5 Steps to Avoid Laminitis From Spring Grass

Holistic Horsekeeping
How to have a healthy happy horse.
Volume 20, Number 5


In This Issue:

1. 5 Steps to Avoid Laminitis From Spring Grass
2. Mentoring Program at Holistic Horsekeeping


1. 5 Steps to Avoid Laminitis From Spring Grass
Madalyn with horseSpring is here and pastures are finally getting green and lush. Unfortunately, the spring grass your horse loves so much could tip him into the devastating condition of laminitis. Lameness, pain and possible permanent hoof damage are all part of the laminitis picture. There are 5 steps you can take to avoid laminitis from spring grass.

Step 1. Keep your horse at the correct weight. Extra fat will cause more strain on your horse’s hooves. Extra fat can also produce inflammatory hormones that contribute to insulin resistance.
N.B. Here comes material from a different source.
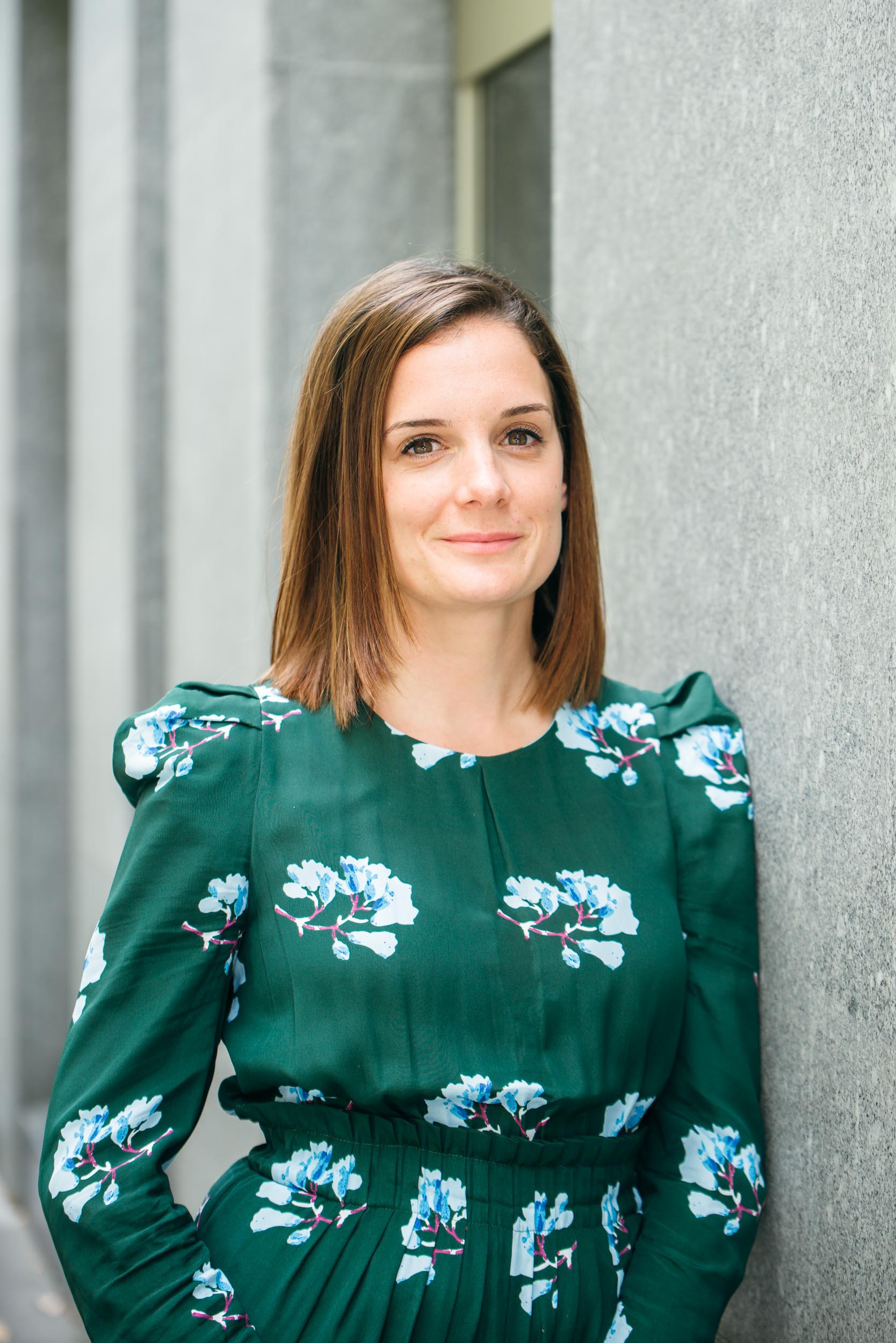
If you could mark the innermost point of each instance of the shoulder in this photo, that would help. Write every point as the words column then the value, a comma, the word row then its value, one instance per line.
column 687, row 703
column 160, row 745
column 698, row 738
You may need to get a weight tape and check your horse once a week so his weight does not sneak up on you. A horse that goes on to spring grass a little bit underweight will not be as likely to have trouble as one who is already fat. If you are not sure if your horse is the correct weight you can look at a body scoring system and see where your horse fits.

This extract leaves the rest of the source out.